Profile component What it includes How it supports the score
Occupational foundation O*NET-aligned title, SOC code, role description, job zone, education level, occupational tasks, work activities, knowledge areas, and work context. Gives each local job title a stable reference point so the analysis is not driven by inconsistent internal naming alone.
Labor and technology signals BLS-style outlook information, technology skills, role context, and other occupation-level signals used to describe the work environment. Adds practical context about how the role is performed and where digital or analytical workflows may already exist.
Custom AI attributes AI readiness score, confidence, rationale, top training areas, primary AI use cases, and 14 use case dimensions including documentation, data analysis, research, forecasting, decision support, planning, translation, code, and customer triage. Converts a static occupation reference into an AI training profile that can identify which workflows are most teachable and valuable.
Local workforce context Your roster's job title, department, headcount, match confidence, and any user-approved match corrections. Connects the profile library back to the actual organization so leaders can act by department, role, tier, and cohort.
The Job Profile is the bridge between public occupational data and Talvio's AI training roadmap. O*NET helps define the role; Talvio enriches that role with AI-specific attributes and turns it into an actionable planning unit.

What the score means

Score range Interpretation Typical training action
8 to 10 High AI training opportunity. The role has many text, analysis, documentation, planning, or decision-support workflows. Prioritize for early cohorts, workflow-specific practice, and manager enablement.
5 to 7 Moderate opportunity. AI can help important parts of the role, but the work may also include hands-on, regulated, or real-time human judgment tasks. Target specific workflows rather than broad tool training.
0 to 4 Lower direct training opportunity. The core work may be physical, site-specific, procedural, or less computer-mediated. Focus on supporting tasks such as documentation, scheduling, lookup, reporting, or supervisory workflows.

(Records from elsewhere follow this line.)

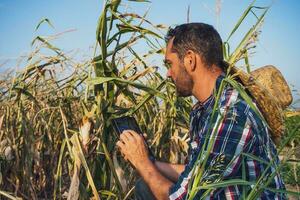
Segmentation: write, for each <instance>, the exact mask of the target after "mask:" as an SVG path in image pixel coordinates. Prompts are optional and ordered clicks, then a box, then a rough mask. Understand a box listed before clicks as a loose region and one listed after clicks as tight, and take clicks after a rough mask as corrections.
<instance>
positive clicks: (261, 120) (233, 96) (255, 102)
mask: <svg viewBox="0 0 300 200" xmlns="http://www.w3.org/2000/svg"><path fill="white" fill-rule="evenodd" d="M245 94H246V95H247V96H246V98H247V100H245V96H242V95H241V93H240V92H239V91H238V90H237V89H235V88H233V87H232V86H230V85H229V86H227V87H225V88H224V90H223V91H222V95H221V96H220V101H219V104H218V105H219V106H218V107H219V109H220V110H221V111H222V110H223V111H226V112H234V113H235V114H236V115H238V117H243V118H247V119H248V120H249V123H251V124H252V125H253V126H254V128H256V129H258V128H262V127H265V124H264V122H263V119H262V115H261V113H260V110H259V108H258V107H257V105H256V102H255V99H253V98H252V97H251V95H249V94H247V93H246V92H245Z"/></svg>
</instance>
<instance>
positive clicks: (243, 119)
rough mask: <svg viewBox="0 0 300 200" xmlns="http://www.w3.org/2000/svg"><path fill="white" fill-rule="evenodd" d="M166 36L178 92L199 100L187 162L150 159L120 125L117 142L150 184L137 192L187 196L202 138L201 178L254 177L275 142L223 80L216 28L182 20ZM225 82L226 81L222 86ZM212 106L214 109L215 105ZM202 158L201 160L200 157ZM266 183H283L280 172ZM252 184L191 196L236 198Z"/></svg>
mask: <svg viewBox="0 0 300 200" xmlns="http://www.w3.org/2000/svg"><path fill="white" fill-rule="evenodd" d="M166 42H167V48H166V54H165V62H166V64H167V65H169V66H170V68H169V70H168V77H170V78H172V80H173V82H174V84H175V85H176V90H177V94H178V95H179V96H183V97H187V96H191V95H193V96H194V97H195V98H196V99H197V100H198V103H197V104H196V105H195V106H194V107H193V110H192V112H191V114H190V139H191V140H190V142H189V151H188V162H187V163H186V164H185V165H175V164H168V163H163V162H159V161H155V162H152V161H151V160H150V159H149V156H148V151H147V148H146V146H145V143H144V140H143V138H142V137H141V136H140V135H138V134H137V133H135V132H134V131H131V130H128V131H124V132H123V133H122V134H121V137H120V141H118V142H117V146H118V147H119V148H120V150H121V152H122V154H123V155H124V157H125V159H126V160H128V161H129V162H131V163H132V165H133V166H134V167H135V168H136V170H137V171H138V172H139V174H140V175H141V176H142V179H143V181H144V182H145V183H146V185H147V186H148V188H149V189H147V188H146V187H141V186H139V185H137V187H138V188H136V189H137V190H139V191H142V192H141V193H140V194H137V198H139V197H142V196H144V197H142V198H145V199H154V198H156V199H185V197H186V195H187V192H188V184H189V182H190V180H191V176H192V168H193V166H194V164H195V162H196V161H198V159H199V158H198V155H199V154H200V153H201V149H202V148H203V147H205V146H204V144H205V139H206V138H208V139H209V142H212V144H213V145H212V148H211V149H210V151H209V154H208V158H207V162H206V164H205V168H204V169H205V170H204V173H203V176H202V177H201V183H212V182H215V181H216V180H230V179H241V178H242V174H243V173H242V172H243V169H244V170H245V172H246V175H245V177H246V179H247V181H253V182H255V181H257V180H258V178H259V177H260V175H262V173H263V172H264V170H265V169H266V168H267V164H266V163H268V162H270V161H271V160H272V158H274V157H276V156H277V155H276V150H275V146H274V144H273V142H272V141H271V139H270V136H269V133H268V128H267V126H266V124H264V122H263V121H262V120H261V118H260V117H259V116H258V115H257V114H256V113H255V112H254V110H253V109H252V108H250V106H249V105H248V104H247V103H246V102H245V100H244V99H243V98H242V97H241V96H240V94H239V93H238V91H237V90H235V89H234V88H233V87H231V86H230V85H229V84H226V83H225V82H223V80H224V77H225V73H224V70H225V68H226V66H225V64H224V61H223V52H222V41H221V38H220V36H219V34H218V32H217V31H216V30H215V29H214V28H213V27H212V26H210V25H207V24H203V23H189V24H182V25H179V26H177V27H175V28H174V29H170V30H169V32H168V33H167V36H166ZM223 85H225V87H224V88H223V89H222V88H221V87H222V86H223ZM220 88H221V89H222V90H221V93H220V98H219V99H218V101H217V99H216V93H217V92H218V91H219V89H220ZM214 106H215V108H216V109H213V108H214ZM213 110H216V112H213ZM212 113H214V115H212ZM211 124H212V125H211ZM213 134H214V137H213ZM242 153H246V154H251V155H254V156H256V157H258V158H260V159H261V160H264V161H265V162H258V161H257V160H256V159H253V157H246V156H244V155H243V154H242ZM200 160H201V161H203V160H202V158H200ZM277 162H278V160H277ZM197 163H198V162H197ZM242 163H244V164H243V165H242ZM242 166H244V167H242ZM275 167H276V164H274V165H272V166H271V167H270V168H269V169H268V173H269V174H271V172H273V171H274V169H275ZM268 187H270V188H275V189H284V184H283V182H282V180H281V178H280V176H279V174H276V175H275V177H274V179H273V181H272V182H271V183H270V185H269V186H268ZM245 188H246V189H245ZM244 189H245V190H244ZM148 190H149V191H148ZM250 190H251V187H250V186H249V187H248V186H244V187H243V186H240V185H232V186H227V187H223V188H217V189H214V190H212V191H209V192H207V191H206V190H203V189H202V190H199V191H198V192H197V194H196V196H195V198H194V199H202V198H207V197H208V198H211V199H240V198H241V197H242V195H243V191H246V192H247V194H248V193H249V191H250ZM247 194H246V195H247ZM260 197H261V199H284V198H285V196H284V195H280V194H278V193H274V192H271V191H270V190H264V191H263V192H262V193H261V195H260ZM142 198H140V199H142Z"/></svg>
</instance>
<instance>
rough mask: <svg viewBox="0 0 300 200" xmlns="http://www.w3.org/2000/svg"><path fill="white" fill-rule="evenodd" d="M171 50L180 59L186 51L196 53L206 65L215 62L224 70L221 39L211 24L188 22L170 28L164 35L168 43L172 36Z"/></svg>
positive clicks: (216, 64) (221, 43)
mask: <svg viewBox="0 0 300 200" xmlns="http://www.w3.org/2000/svg"><path fill="white" fill-rule="evenodd" d="M173 37H174V40H173V47H172V51H173V52H175V53H177V54H178V57H179V59H180V60H181V61H182V59H183V58H184V56H185V54H186V52H187V51H188V50H192V51H194V52H195V53H198V54H199V55H200V56H201V58H202V60H203V62H204V63H205V64H206V65H207V66H208V67H210V66H212V65H213V64H215V65H216V66H219V67H220V68H222V69H223V70H224V68H225V67H226V66H224V65H225V62H224V61H223V48H222V39H221V37H220V35H219V33H218V32H217V31H216V30H215V29H214V27H213V26H211V25H208V24H204V23H188V24H182V25H178V26H176V27H175V28H170V29H169V30H168V33H167V35H166V37H165V40H166V42H167V43H168V42H169V41H170V40H171V39H172V38H173Z"/></svg>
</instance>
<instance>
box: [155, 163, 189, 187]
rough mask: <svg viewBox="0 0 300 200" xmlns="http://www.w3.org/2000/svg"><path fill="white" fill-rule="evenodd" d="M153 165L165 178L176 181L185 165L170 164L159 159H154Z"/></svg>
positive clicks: (177, 164) (173, 182)
mask: <svg viewBox="0 0 300 200" xmlns="http://www.w3.org/2000/svg"><path fill="white" fill-rule="evenodd" d="M155 166H156V168H157V169H158V171H159V172H160V173H161V174H162V175H164V176H165V177H166V178H168V179H169V180H171V181H172V182H173V183H176V182H177V180H178V178H179V176H180V174H181V173H182V172H183V170H184V168H185V165H180V164H171V163H165V162H160V161H155Z"/></svg>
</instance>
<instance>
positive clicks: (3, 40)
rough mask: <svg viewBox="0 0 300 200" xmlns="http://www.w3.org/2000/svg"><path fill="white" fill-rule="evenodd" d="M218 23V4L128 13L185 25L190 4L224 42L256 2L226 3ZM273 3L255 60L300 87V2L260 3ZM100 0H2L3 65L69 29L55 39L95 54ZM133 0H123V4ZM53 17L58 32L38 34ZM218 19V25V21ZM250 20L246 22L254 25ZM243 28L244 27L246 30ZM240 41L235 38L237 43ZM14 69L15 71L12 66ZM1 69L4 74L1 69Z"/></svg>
mask: <svg viewBox="0 0 300 200" xmlns="http://www.w3.org/2000/svg"><path fill="white" fill-rule="evenodd" d="M221 2H222V4H221V13H220V15H219V20H217V16H216V14H215V5H216V1H215V0H178V1H174V0H173V1H172V0H164V1H158V0H152V2H151V3H134V2H130V3H129V7H128V9H129V10H133V11H136V12H139V13H143V12H144V11H146V10H147V9H148V8H150V11H149V14H148V19H149V20H150V21H152V22H153V23H160V24H161V23H162V24H166V25H175V24H180V23H184V22H186V15H187V7H188V5H190V8H191V10H190V21H191V22H205V23H209V24H212V25H214V26H215V27H216V28H217V30H218V31H219V32H220V34H221V37H222V38H223V39H225V38H226V37H227V36H228V33H229V32H230V30H231V29H232V28H233V26H234V24H235V23H236V21H237V19H238V18H239V17H240V16H241V14H242V12H243V11H244V9H245V8H246V7H247V5H248V4H249V3H250V2H251V1H246V0H221ZM271 3H272V7H271V9H270V10H269V12H268V14H267V16H266V19H265V22H264V25H263V27H262V33H261V35H260V39H259V42H258V44H257V48H256V49H255V54H254V55H253V56H251V58H250V64H252V65H253V66H254V67H258V66H263V65H266V64H273V65H275V66H277V67H278V68H279V69H280V70H281V71H282V73H283V75H284V76H285V78H286V79H287V81H288V82H289V84H292V85H296V89H298V90H299V89H300V80H299V78H298V77H299V75H300V67H298V65H299V63H298V58H300V53H299V52H300V51H299V47H300V40H299V36H300V12H299V10H300V1H298V0H273V1H271V0H258V1H257V3H256V5H258V6H266V5H270V4H271ZM102 4H103V1H100V0H97V1H96V0H26V1H25V0H1V1H0V35H1V37H0V65H1V63H4V62H5V61H7V60H9V61H10V62H8V63H9V64H10V63H14V62H13V61H14V60H15V59H17V58H19V57H20V56H21V55H25V54H27V53H29V52H30V50H31V46H30V43H31V41H32V40H33V38H34V37H35V36H36V35H49V34H57V33H60V32H64V31H67V30H74V29H75V31H72V32H69V33H66V34H64V35H62V36H61V37H60V39H59V40H57V41H56V43H55V44H56V45H57V46H58V47H60V48H61V49H63V50H64V51H69V50H72V49H80V50H81V51H82V52H86V54H87V55H88V56H89V55H90V56H92V51H91V49H90V48H89V47H90V46H92V45H94V43H95V28H96V24H97V20H98V17H99V15H100V13H101V9H102ZM125 4H128V1H123V5H125ZM44 17H46V18H49V19H50V20H51V22H52V23H53V25H54V27H55V29H51V28H50V27H49V26H46V25H45V24H44V25H42V26H41V28H40V29H39V30H38V31H37V32H36V31H35V27H36V25H37V24H38V22H39V21H40V20H41V19H42V18H44ZM217 21H218V22H217ZM250 22H251V18H249V21H248V22H247V21H246V23H245V27H244V30H246V29H247V28H248V27H249V24H250ZM242 30H243V29H242ZM239 39H240V38H238V37H237V38H235V39H234V41H233V44H234V42H235V41H238V40H239ZM11 67H14V65H13V64H12V65H11ZM0 71H1V70H0Z"/></svg>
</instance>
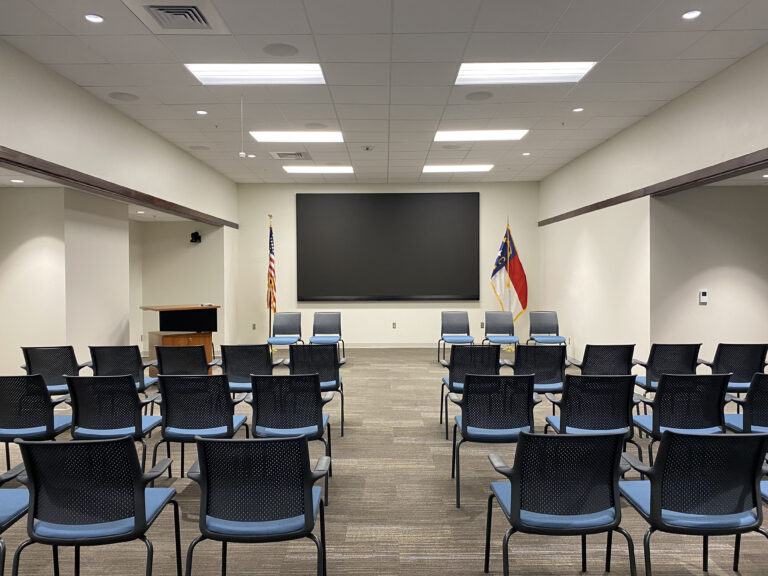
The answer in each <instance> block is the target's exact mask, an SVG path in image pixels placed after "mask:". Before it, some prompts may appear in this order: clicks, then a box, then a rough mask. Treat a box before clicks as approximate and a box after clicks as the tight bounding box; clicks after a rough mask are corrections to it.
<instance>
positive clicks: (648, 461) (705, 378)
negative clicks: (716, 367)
mask: <svg viewBox="0 0 768 576" xmlns="http://www.w3.org/2000/svg"><path fill="white" fill-rule="evenodd" d="M729 377H730V374H662V375H661V378H660V379H659V385H658V387H657V388H656V395H655V397H654V398H653V400H649V399H648V398H645V397H640V396H639V395H638V397H639V399H640V400H641V401H642V402H643V404H645V405H646V406H648V407H650V408H651V410H652V413H651V414H635V415H634V416H632V421H633V423H634V425H635V426H637V428H638V429H639V430H642V431H643V432H645V434H647V435H648V436H650V438H651V440H650V442H649V443H648V462H650V464H651V465H653V445H654V443H655V442H658V441H659V440H661V436H662V434H664V432H665V431H667V430H671V431H672V432H687V433H689V434H720V433H722V434H725V418H724V415H723V410H724V408H725V394H726V389H727V387H728V378H729Z"/></svg>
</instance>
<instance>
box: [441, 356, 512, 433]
mask: <svg viewBox="0 0 768 576" xmlns="http://www.w3.org/2000/svg"><path fill="white" fill-rule="evenodd" d="M500 354H501V349H500V347H499V346H498V345H495V344H494V345H491V346H487V345H486V346H475V345H474V344H466V345H459V346H451V358H450V360H449V361H448V362H446V361H445V360H444V359H442V358H441V359H440V364H441V365H443V366H444V367H446V368H448V376H445V377H443V379H442V382H441V384H440V423H441V424H442V423H443V414H445V439H446V440H448V396H447V394H451V393H453V394H462V393H463V392H464V380H465V379H466V376H467V374H478V375H481V376H482V375H484V376H497V375H498V374H499V368H500V365H499V355H500Z"/></svg>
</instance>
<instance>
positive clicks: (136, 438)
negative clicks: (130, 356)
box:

What Talvio is designed to avoid

  • Talvio is designed to work without employee names, employee IDs, performance ratings, or sensitive individual records.
  • Talvio does not rank individual employees.
  • Talvio does not recommend layoffs, compensation changes, promotions, or terminations.
  • Talvio is a workforce planning and training prioritization tool, not an automated HR decision system.

Common methodology questions

Why use O*NET?

O*NET provides a standardized occupation structure, which helps Talvio interpret local job titles consistently. A local title such as "Client Success Coordinator" can be mapped to a broader occupational profile before AI attributes and use cases are scored.

Are Talvio Job Profiles just O*NET pages?

No. O*NET is the occupational reference layer. Talvio Job Profiles add custom AI training attributes, use case dimensions, profile rationales, confidence signals, and workforce-specific context so the output can guide training prioritization.

Why not call this AI exposure?

Exposure can sound like job risk. Talvio is focused on training opportunity: where AI skills are likely to help people do the work better, faster, or with less administrative load.

Can users correct matches?

Yes. The Match Review view shows confidence for each job title match and lets users correct matches that need local context.